The negative impact of US-China trade conflict is becoming more visible in the trade data of neighboring Asian economies. Export growth of South Korea, Hong Kong, Singapore, Indonesia and Thailand have been in contraction since the beginning of the year and worsened further in June. Countries with sharpest declines are likely to be earliest to ease.

China's top decision-making body, the Communist Party's Politburo meeting held on 30 July, also reaffirmed that monetary policy will remain prudent to "keep liquidity reasonably ample". Citi analysts expect further targeted Reserve Requirement Ratios (RRRs) cuts and potential medium-term lending facility (MLF) rate cuts to support smaller banks and the private sector.

Feds Greenlight for EM Central Bank Easing

Past performance is no guarantee of future results, real results may vary.
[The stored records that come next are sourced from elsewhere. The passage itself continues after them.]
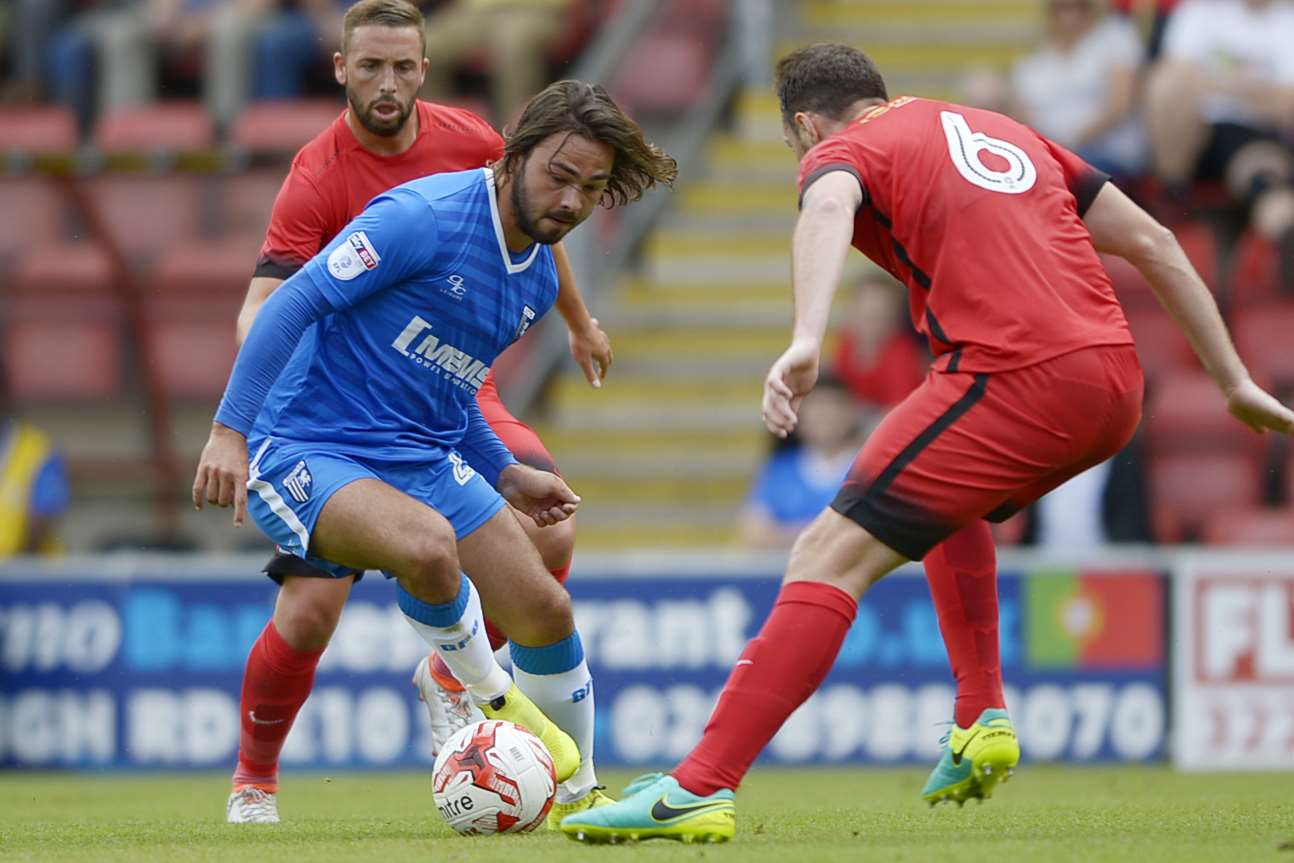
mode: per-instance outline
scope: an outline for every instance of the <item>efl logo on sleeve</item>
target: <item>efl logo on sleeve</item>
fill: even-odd
[[[328,272],[334,278],[349,282],[360,273],[376,270],[382,258],[373,248],[368,235],[356,231],[328,255]]]

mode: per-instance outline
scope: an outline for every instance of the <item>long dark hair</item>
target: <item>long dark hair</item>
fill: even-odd
[[[516,125],[504,133],[503,172],[519,170],[541,141],[563,132],[615,151],[611,179],[602,193],[605,207],[636,201],[657,183],[669,185],[678,176],[674,158],[643,137],[606,89],[583,81],[549,84],[526,103]]]
[[[801,111],[843,120],[855,102],[890,98],[872,59],[837,42],[818,42],[787,54],[777,62],[774,87],[788,126]]]

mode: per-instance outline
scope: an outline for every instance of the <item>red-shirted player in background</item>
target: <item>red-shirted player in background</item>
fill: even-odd
[[[1256,431],[1294,428],[1294,413],[1250,379],[1172,233],[1072,153],[989,111],[890,102],[871,60],[844,45],[788,55],[777,89],[800,159],[801,213],[794,332],[765,380],[765,425],[783,436],[795,428],[851,242],[907,284],[936,359],[800,535],[701,742],[672,775],[563,820],[585,841],[731,837],[733,790],[831,669],[859,597],[922,558],[959,689],[923,795],[993,792],[1020,749],[1002,700],[984,519],[1118,452],[1141,416],[1141,368],[1098,251],[1137,266],[1233,415]],[[978,689],[969,701],[967,681]]]
[[[361,0],[347,11],[342,50],[333,63],[349,107],[292,161],[238,316],[240,343],[265,299],[374,197],[415,177],[479,168],[503,155],[503,139],[480,117],[416,98],[427,68],[423,39],[422,15],[404,0]],[[570,328],[571,353],[589,383],[600,386],[611,365],[610,343],[589,316],[560,245],[553,256],[560,280],[556,305]],[[539,437],[499,400],[493,372],[477,401],[519,461],[557,471]],[[575,520],[545,528],[529,518],[520,521],[544,565],[565,581]],[[276,554],[265,571],[281,587],[273,618],[252,646],[243,673],[242,734],[227,807],[231,822],[278,821],[279,753],[355,580],[332,578],[288,554]],[[488,615],[489,608],[485,611]],[[487,628],[496,647],[506,641],[488,622]],[[437,748],[467,724],[474,709],[443,666],[438,657],[423,659],[414,677],[432,717]],[[571,802],[560,793],[558,810]]]

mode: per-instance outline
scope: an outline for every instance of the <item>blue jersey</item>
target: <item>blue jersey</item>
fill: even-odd
[[[216,420],[375,464],[457,448],[492,483],[513,459],[476,391],[557,296],[552,250],[508,250],[489,169],[373,199],[266,301]]]

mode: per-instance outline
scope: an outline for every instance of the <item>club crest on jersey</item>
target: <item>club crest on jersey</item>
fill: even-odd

Global economic growth indicators remain subdued, weighed by ongoing trade tensions, Brexit (no-deal scenario) and tepid global demand growth.

Citi analysts believe that the easing bias by central banks globally makes for a relatively positive environment for both bonds and equities in Emerging Markets, as policy support takes place amid a lukewarm economy, and before asset bubbles are formed.